La mensa dei Vigili del fuoco è un servizio dato in appalto attraverso una gara. Quella in contestazione è stata espletate nel 2020 e la ditta classificata al secondo posto ha portato davanti al Tribunale amministrativo regionale dell’Umbria il Ministero dell’Interno e la Direzione regionale dei Vigili del fuoco dell’Umbria, chiedendo l’annullamento e la sospensione degli atti di aggiudicazione “del servizio di ristorazione presso le sedi dei Vigili del fuoco Direzione regionale per l’Umbria”.

Secondo l’azienda ricorrente “la commissione di gara ha valutato le offerte tecniche ed attribuito i punteggi ai progetti di gestione” in maniera non congrua, decretando vincente in maniera illegittima un’azienda “con il punteggio complessivo di 67,08 e ad un prezzo triennale di 651.837,20 euro Iva ed oneri esclusi”.
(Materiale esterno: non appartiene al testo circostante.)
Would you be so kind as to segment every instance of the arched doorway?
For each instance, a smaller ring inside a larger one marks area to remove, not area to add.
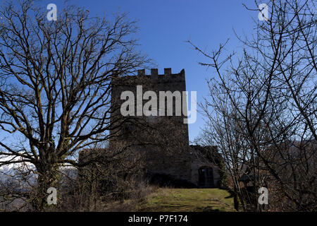
[[[198,170],[198,186],[201,188],[213,188],[213,170],[209,167],[202,167]]]

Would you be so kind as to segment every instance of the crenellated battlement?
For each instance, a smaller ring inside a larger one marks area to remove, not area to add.
[[[151,75],[147,75],[145,73],[145,69],[138,70],[137,71],[137,76],[147,76],[147,77],[151,77],[151,78],[153,79],[157,79],[157,78],[170,78],[173,76],[183,76],[185,78],[185,70],[182,69],[180,73],[172,73],[172,69],[164,69],[164,73],[163,74],[158,74],[158,69],[151,69]]]

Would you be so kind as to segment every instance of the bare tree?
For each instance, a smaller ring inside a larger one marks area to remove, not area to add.
[[[240,164],[252,167],[256,187],[266,182],[269,189],[277,189],[279,194],[273,197],[279,200],[273,203],[282,204],[275,209],[309,211],[316,209],[316,5],[309,0],[270,1],[268,5],[269,18],[254,21],[252,37],[237,36],[244,44],[240,56],[223,57],[225,44],[209,54],[191,43],[211,61],[201,64],[213,67],[217,76],[209,81],[211,98],[205,105],[216,113],[203,110],[217,137],[221,137],[220,126],[221,133],[232,132],[225,124],[213,124],[217,117],[220,123],[239,125],[236,136],[221,138],[231,142],[225,149],[244,141],[247,154]]]
[[[61,165],[79,167],[79,150],[109,139],[113,75],[149,62],[127,15],[111,21],[71,6],[58,12],[48,21],[32,0],[0,10],[0,166],[35,167],[36,210]]]

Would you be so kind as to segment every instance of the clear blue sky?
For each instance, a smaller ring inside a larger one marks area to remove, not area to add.
[[[265,3],[265,1],[263,1]],[[63,0],[43,1],[43,6],[54,3],[63,7]],[[197,91],[197,100],[208,93],[206,78],[212,76],[212,71],[198,65],[206,59],[198,54],[185,41],[208,50],[216,49],[220,43],[230,38],[228,50],[237,50],[241,45],[233,29],[240,34],[251,35],[258,13],[249,11],[244,3],[253,8],[251,0],[70,0],[70,4],[85,6],[90,15],[102,16],[105,13],[129,13],[129,17],[139,20],[138,37],[142,49],[158,65],[159,73],[164,68],[172,68],[173,73],[185,70],[187,89]],[[262,3],[262,2],[261,2]],[[149,73],[147,71],[147,73]],[[189,124],[189,139],[193,141],[204,126],[202,117]]]

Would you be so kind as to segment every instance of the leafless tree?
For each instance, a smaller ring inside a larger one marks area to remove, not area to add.
[[[255,1],[257,12],[259,5]],[[256,187],[264,186],[266,182],[271,186],[269,190],[276,189],[278,195],[271,196],[272,203],[282,204],[273,209],[313,210],[317,149],[316,3],[269,1],[268,6],[268,20],[254,21],[251,38],[237,35],[244,46],[241,55],[233,52],[223,57],[225,44],[209,54],[191,43],[210,61],[201,64],[213,68],[216,75],[209,81],[211,95],[203,105],[213,107],[214,112],[203,110],[209,115],[209,129],[230,143],[223,149],[226,153],[240,148],[243,141],[247,153],[242,152],[245,153],[242,159],[235,155],[240,159],[237,168],[247,162]],[[232,134],[235,125],[238,129]],[[214,136],[211,141],[219,142]],[[228,167],[235,167],[233,161],[230,164]]]
[[[48,21],[32,0],[0,10],[0,166],[35,166],[35,210],[43,209],[58,167],[79,167],[79,150],[109,139],[113,75],[149,62],[126,14],[92,18],[72,6],[58,12]]]

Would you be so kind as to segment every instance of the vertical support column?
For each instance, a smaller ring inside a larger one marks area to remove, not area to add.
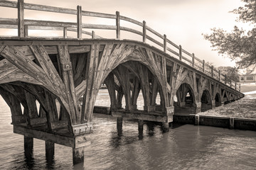
[[[166,52],[166,35],[164,35],[164,51]]]
[[[198,103],[196,103],[196,113],[195,114],[199,113],[201,111],[201,106],[202,106],[202,103],[201,102],[198,102]]]
[[[24,26],[24,37],[28,37],[28,26]]]
[[[215,107],[215,100],[212,100],[212,108]]]
[[[235,118],[230,118],[230,128],[234,129],[234,125],[235,125]]]
[[[24,152],[25,156],[31,157],[33,154],[33,138],[24,136]]]
[[[195,125],[199,125],[199,115],[195,115]]]
[[[84,147],[73,149],[73,164],[77,164],[84,162]]]
[[[214,76],[213,71],[214,71],[214,69],[213,69],[213,66],[212,65],[212,66],[211,66],[211,76],[212,76],[212,77]]]
[[[46,141],[46,160],[53,160],[54,157],[54,143]]]
[[[138,120],[139,135],[143,135],[143,125],[144,125],[144,120]]]
[[[122,135],[122,118],[117,118],[117,129],[119,135]]]
[[[146,21],[143,21],[143,42],[146,42]]]
[[[78,6],[77,8],[78,38],[82,38],[82,7]]]
[[[116,11],[117,39],[120,39],[120,13]]]
[[[235,89],[236,90],[236,85],[237,85],[237,83],[236,83],[236,81],[235,82]]]
[[[95,32],[94,30],[92,31],[92,38],[95,38]]]
[[[64,27],[63,28],[63,38],[68,38],[68,31],[67,31],[67,28]]]
[[[192,67],[195,67],[195,54],[192,53]]]
[[[225,84],[227,84],[227,74],[225,74]]]
[[[219,69],[219,81],[221,81],[221,74],[220,74],[220,70]]]
[[[179,52],[180,60],[181,61],[182,60],[182,47],[181,45],[179,45],[178,52]]]
[[[18,1],[18,36],[25,37],[24,28],[24,0]]]

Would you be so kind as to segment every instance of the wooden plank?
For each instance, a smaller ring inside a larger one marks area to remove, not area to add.
[[[24,0],[18,0],[18,36],[25,37]]]
[[[137,113],[124,113],[119,111],[112,111],[111,114],[113,117],[115,118],[126,118],[154,122],[166,122],[167,120],[167,116],[166,115],[154,115]]]
[[[143,38],[142,38],[143,42],[146,42],[146,21],[143,21]]]
[[[50,86],[50,81],[47,79],[43,70],[21,52],[16,50],[14,47],[6,46],[1,52],[1,55],[18,69],[37,79],[51,92],[55,94],[55,90]]]
[[[43,84],[39,82],[37,79],[28,75],[27,74],[24,73],[21,70],[19,70],[18,68],[17,68],[17,70],[16,70],[14,72],[5,72],[4,73],[6,73],[8,74],[3,74],[4,76],[1,77],[0,79],[0,84],[5,84],[5,83],[20,81],[33,84],[43,85]],[[3,74],[2,75],[0,74],[0,76],[2,76]]]
[[[52,122],[58,120],[55,98],[47,91],[45,91],[45,94],[48,108],[46,113],[47,122],[50,132],[52,132]]]
[[[59,7],[44,6],[44,5],[38,5],[38,4],[28,4],[28,3],[24,4],[24,8],[30,9],[30,10],[36,10],[36,11],[54,12],[54,13],[62,13],[74,14],[74,15],[77,14],[77,11],[75,9],[59,8]]]
[[[117,30],[116,30],[116,38],[120,39],[120,14],[119,11],[116,12],[116,26],[117,26]]]
[[[77,10],[78,38],[82,38],[82,7],[78,6]]]
[[[30,120],[33,118],[38,118],[38,111],[36,103],[36,97],[31,94],[28,93],[26,91],[24,91],[26,100],[28,105],[28,118],[29,124],[31,125]]]
[[[132,29],[132,28],[127,28],[127,27],[120,26],[120,30],[128,31],[128,32],[130,32],[130,33],[136,33],[137,35],[143,36],[143,33],[142,32],[134,30],[134,29]]]
[[[17,2],[16,1],[1,1],[0,6],[9,7],[9,8],[17,8]]]
[[[61,64],[60,67],[63,83],[68,98],[68,108],[70,109],[71,122],[73,124],[75,125],[78,123],[80,120],[80,113],[78,111],[75,96],[75,89],[73,79],[72,66],[70,62],[70,57],[68,53],[68,47],[67,45],[58,45],[58,50],[60,57],[59,61]]]
[[[132,19],[132,18],[128,18],[128,17],[126,17],[126,16],[120,16],[120,19],[121,20],[124,20],[124,21],[128,21],[129,23],[134,23],[134,24],[137,24],[139,26],[143,26],[143,23],[138,21],[136,21],[134,19]]]

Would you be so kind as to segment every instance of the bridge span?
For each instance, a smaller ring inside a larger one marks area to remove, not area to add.
[[[0,38],[0,94],[11,108],[14,132],[24,135],[25,149],[33,148],[36,137],[46,141],[47,157],[52,157],[57,143],[73,148],[74,164],[82,162],[102,84],[107,87],[119,132],[123,118],[138,120],[139,131],[144,120],[162,123],[168,131],[175,114],[196,114],[244,96],[236,82],[145,21],[119,12],[84,11],[79,6],[73,10],[18,0],[1,1],[0,6],[18,8],[17,19],[0,18],[0,28],[18,30],[18,37]],[[76,15],[77,23],[25,19],[24,9]],[[82,23],[82,16],[112,18],[116,25]],[[122,26],[120,21],[142,30]],[[30,30],[38,29],[61,30],[63,35],[29,37]],[[105,39],[85,29],[112,30],[115,37]],[[68,31],[75,31],[77,37],[68,37]],[[142,41],[122,40],[122,31],[141,35]],[[91,37],[82,38],[82,34]],[[143,110],[137,108],[140,91]]]

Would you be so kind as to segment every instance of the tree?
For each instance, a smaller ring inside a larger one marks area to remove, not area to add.
[[[233,10],[233,13],[239,14],[238,21],[256,24],[255,0],[241,0],[245,6]],[[245,31],[234,26],[234,30],[228,33],[214,28],[210,35],[203,35],[209,40],[214,50],[219,54],[227,55],[236,62],[238,68],[246,68],[256,64],[256,28]]]
[[[232,67],[219,67],[218,69],[220,70],[221,74],[226,74],[229,79],[234,81],[239,81],[238,70]]]

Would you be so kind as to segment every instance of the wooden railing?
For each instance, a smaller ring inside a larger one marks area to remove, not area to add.
[[[132,18],[120,16],[119,12],[118,11],[116,12],[115,15],[107,14],[82,11],[82,7],[80,6],[78,6],[77,9],[75,10],[27,4],[24,3],[23,0],[18,0],[18,2],[1,1],[0,6],[18,8],[17,19],[0,18],[0,28],[17,29],[18,36],[20,38],[28,37],[28,30],[63,30],[63,35],[62,38],[68,38],[68,31],[77,32],[77,38],[82,38],[82,34],[90,35],[92,38],[102,38],[101,37],[96,35],[93,30],[92,32],[88,32],[82,30],[83,28],[90,28],[115,30],[115,38],[120,39],[121,30],[127,31],[141,35],[144,42],[146,42],[146,40],[149,40],[154,46],[156,45],[156,47],[161,48],[161,50],[170,54],[172,57],[178,58],[179,60],[184,62],[191,67],[195,67],[207,75],[212,76],[235,89],[240,90],[240,86],[237,86],[236,82],[232,81],[227,77],[226,75],[221,74],[220,70],[216,69],[213,66],[208,64],[205,62],[205,60],[201,60],[196,57],[193,53],[191,54],[185,50],[181,45],[176,45],[168,39],[166,35],[161,35],[157,33],[146,26],[146,21],[144,21],[142,23]],[[25,19],[24,9],[76,15],[77,22],[72,23]],[[83,16],[114,19],[116,21],[116,25],[107,26],[83,23],[82,23],[82,17]],[[138,30],[137,29],[122,26],[120,25],[120,21],[124,21],[129,23],[135,24],[136,26],[140,26],[142,28],[140,30]],[[161,42],[156,40],[156,38],[152,38],[149,33],[147,34],[148,31],[150,32],[151,35],[156,36],[157,39],[160,39]]]

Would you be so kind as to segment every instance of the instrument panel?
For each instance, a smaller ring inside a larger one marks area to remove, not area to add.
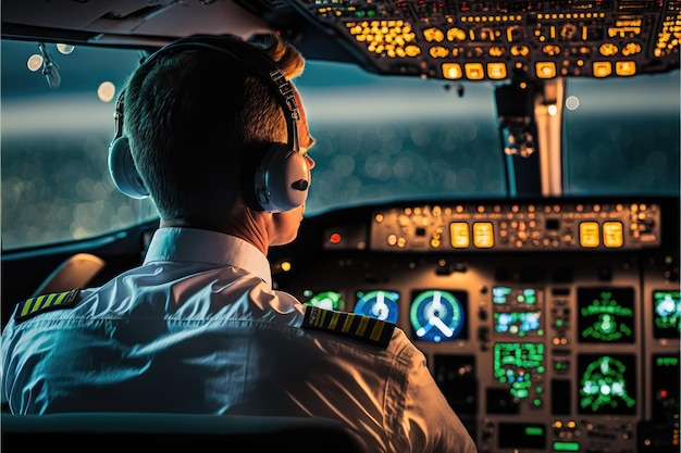
[[[678,452],[678,199],[457,206],[379,206],[366,222],[310,226],[321,237],[301,230],[297,249],[272,256],[275,285],[404,329],[481,453]],[[530,212],[537,243],[499,240],[502,223]],[[493,225],[493,247],[471,237],[455,248],[450,224],[476,222]],[[610,222],[619,247],[604,243]],[[581,223],[596,224],[596,247]]]
[[[678,0],[290,3],[383,74],[467,81],[605,78],[679,66]]]

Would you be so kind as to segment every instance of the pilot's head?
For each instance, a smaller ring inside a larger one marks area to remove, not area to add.
[[[187,38],[135,71],[125,134],[162,225],[223,230],[225,218],[260,214],[277,216],[273,230],[299,224],[313,139],[290,79],[304,66],[295,48],[270,35],[258,43]],[[268,234],[270,244],[295,238]]]

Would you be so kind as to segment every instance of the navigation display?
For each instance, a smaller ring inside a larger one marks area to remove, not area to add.
[[[580,342],[634,342],[633,288],[579,288],[578,310],[578,338]]]

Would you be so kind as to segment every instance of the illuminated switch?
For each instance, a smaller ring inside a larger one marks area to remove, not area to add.
[[[479,249],[490,249],[494,246],[494,228],[490,222],[473,224],[473,246]]]
[[[597,222],[582,222],[580,224],[580,244],[586,248],[598,247],[600,240],[598,239],[598,223]]]
[[[615,74],[619,76],[632,76],[636,74],[636,62],[618,61],[615,63]]]
[[[466,77],[470,80],[482,80],[485,77],[482,63],[467,63]]]
[[[556,77],[556,63],[554,62],[537,62],[534,65],[536,76],[538,78],[554,78]]]
[[[443,63],[442,75],[445,78],[456,80],[463,77],[463,71],[459,63]]]
[[[471,244],[466,222],[453,222],[449,225],[449,237],[451,238],[451,247],[455,249],[466,249]]]
[[[505,63],[488,63],[487,64],[487,76],[495,80],[500,80],[506,78],[506,64]]]
[[[595,61],[593,72],[594,77],[607,77],[612,74],[612,64],[609,61]]]
[[[621,222],[605,222],[603,224],[603,244],[610,249],[623,246],[624,235]]]

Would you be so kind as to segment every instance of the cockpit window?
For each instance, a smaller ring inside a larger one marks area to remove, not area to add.
[[[1,50],[2,249],[156,218],[151,201],[119,193],[107,164],[115,98],[140,53],[61,53],[28,41],[2,41]],[[568,84],[565,193],[678,193],[679,73],[644,86],[615,81]],[[297,86],[317,139],[308,216],[362,203],[507,196],[494,85],[308,61]]]
[[[571,79],[564,122],[567,194],[679,194],[679,72]]]

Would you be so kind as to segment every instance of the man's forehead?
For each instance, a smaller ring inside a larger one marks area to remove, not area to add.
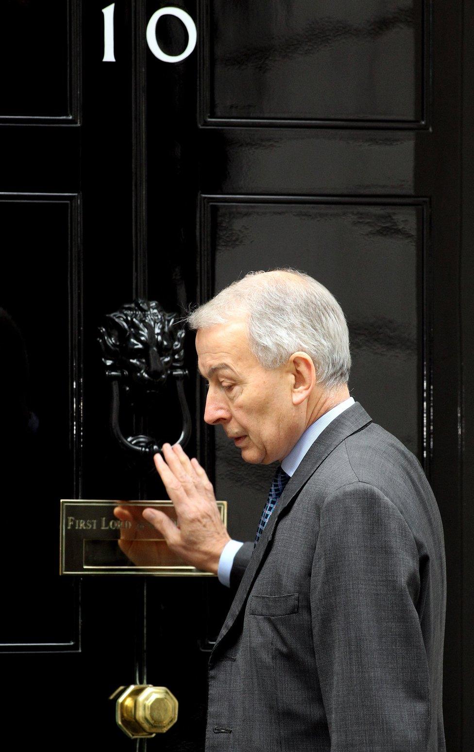
[[[198,329],[196,350],[199,371],[208,375],[211,369],[235,369],[242,360],[251,358],[244,323],[232,322]]]

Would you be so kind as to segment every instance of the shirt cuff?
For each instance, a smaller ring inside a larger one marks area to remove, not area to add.
[[[239,549],[243,545],[243,542],[241,543],[240,541],[229,541],[222,550],[217,567],[217,577],[219,582],[221,582],[226,587],[230,587],[230,570],[234,563],[234,557]]]

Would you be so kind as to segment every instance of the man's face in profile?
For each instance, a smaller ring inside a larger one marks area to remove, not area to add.
[[[208,381],[204,420],[220,423],[247,462],[281,460],[299,433],[294,378],[285,364],[268,371],[251,352],[245,320],[198,329],[198,366]]]

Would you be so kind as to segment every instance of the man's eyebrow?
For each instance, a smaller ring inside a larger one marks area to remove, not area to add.
[[[209,379],[216,372],[216,371],[232,371],[232,373],[237,373],[235,369],[232,368],[232,365],[229,365],[229,363],[217,363],[217,365],[212,365],[208,371],[207,374],[202,374],[201,373],[201,371],[199,371],[199,373],[204,377],[204,378]]]

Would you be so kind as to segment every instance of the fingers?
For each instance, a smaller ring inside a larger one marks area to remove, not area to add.
[[[171,448],[179,459],[184,472],[192,478],[195,482],[199,481],[199,475],[193,467],[190,458],[181,447],[181,444],[175,444]]]
[[[169,546],[176,545],[179,543],[180,532],[167,514],[160,512],[158,509],[147,507],[146,509],[143,510],[142,515],[147,522],[149,522],[156,530],[162,534]]]

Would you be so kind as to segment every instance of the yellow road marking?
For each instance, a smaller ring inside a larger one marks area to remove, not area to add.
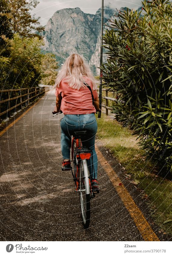
[[[159,241],[143,213],[136,204],[127,189],[117,174],[107,162],[95,145],[99,160],[109,176],[111,182],[135,222],[139,232],[145,241]],[[119,183],[122,183],[121,185]]]
[[[11,124],[10,124],[6,127],[5,127],[3,130],[2,130],[0,132],[0,137],[2,136],[4,133],[6,132],[10,127],[11,127],[11,126],[12,126],[14,125],[17,123],[17,122],[20,120],[20,119],[23,117],[23,115],[25,115],[30,110],[32,109],[37,104],[37,103],[38,103],[39,100],[40,100],[42,99],[41,98],[40,99],[39,99],[39,100],[38,100],[38,101],[36,102],[36,103],[35,103],[33,106],[32,106],[31,107],[30,107],[29,109],[27,109],[26,111],[24,112],[24,113],[23,113],[22,115],[20,115],[18,118],[17,118],[17,119],[15,119],[14,121],[13,121],[13,122],[12,122],[12,123],[11,123]]]

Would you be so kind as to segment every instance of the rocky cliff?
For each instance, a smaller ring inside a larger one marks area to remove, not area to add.
[[[124,10],[126,7],[122,8]],[[105,7],[105,24],[117,11]],[[82,54],[92,67],[95,74],[99,69],[101,9],[95,14],[86,14],[80,8],[67,8],[56,11],[45,26],[44,50],[55,53],[60,65],[70,54]],[[104,55],[104,61],[105,61]]]

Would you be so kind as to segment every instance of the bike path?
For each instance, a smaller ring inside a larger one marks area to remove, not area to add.
[[[45,95],[0,137],[1,240],[145,240],[105,170],[103,155],[98,163],[101,193],[91,201],[90,226],[83,229],[71,172],[61,170],[63,115],[52,117],[54,92]]]

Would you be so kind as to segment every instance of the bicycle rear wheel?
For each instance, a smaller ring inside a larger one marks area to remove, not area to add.
[[[79,191],[83,224],[84,229],[87,229],[89,225],[91,213],[89,171],[86,159],[81,162]]]

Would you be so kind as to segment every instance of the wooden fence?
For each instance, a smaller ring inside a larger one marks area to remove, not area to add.
[[[99,90],[98,90],[98,93]],[[105,96],[103,96],[103,92],[105,91],[106,92],[106,94]],[[111,100],[112,101],[117,102],[117,100],[116,99],[114,98],[111,98],[108,97],[108,92],[113,92],[113,90],[109,89],[102,89],[102,99],[105,99],[106,100],[105,105],[102,104],[102,106],[106,109],[106,115],[108,115],[108,110],[113,110],[113,108],[112,107],[109,106],[109,100]],[[117,96],[117,94],[116,93],[115,97]]]
[[[6,114],[6,116],[10,116],[13,109],[16,111],[19,107],[22,109],[24,104],[28,106],[35,98],[42,96],[50,88],[43,87],[0,90],[0,122],[2,116]]]

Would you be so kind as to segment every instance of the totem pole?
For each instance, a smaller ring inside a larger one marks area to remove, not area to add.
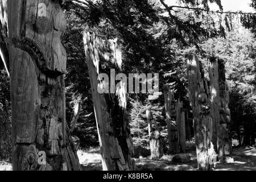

Secondo la società ricorrente “l’aggiudicataria avrebbe dovuto essere esclusa dalla procedura di gara in quanto priva dei requisiti di idoneità professionale ... ed avendo colpevolmente taciuto informazioni necessarie per consentire alla stazione appaltante di valutarne la integrità ed affidabilità”.

Il Ministero dell’Interno e la Direzione regionale dei Vigili del fuoco dell’Umbria hanno eccepito “la tardività del ricorso e concludendo nel merito per l’infondatezza delle censure proposte”.

Il collegio giudicante ha ritenuto che il ricorso sia stato presentato e notificato “ben oltre il termine perentorio di trenta giorni”, termini sui quali non influisce minimamente “l’istanza di accesso avente ad oggetto la documentazione di gara della società aggiudicataria”.

Da qui il rigetto del ricorso e la condanna al pagamento delle spese processuali delle controparti.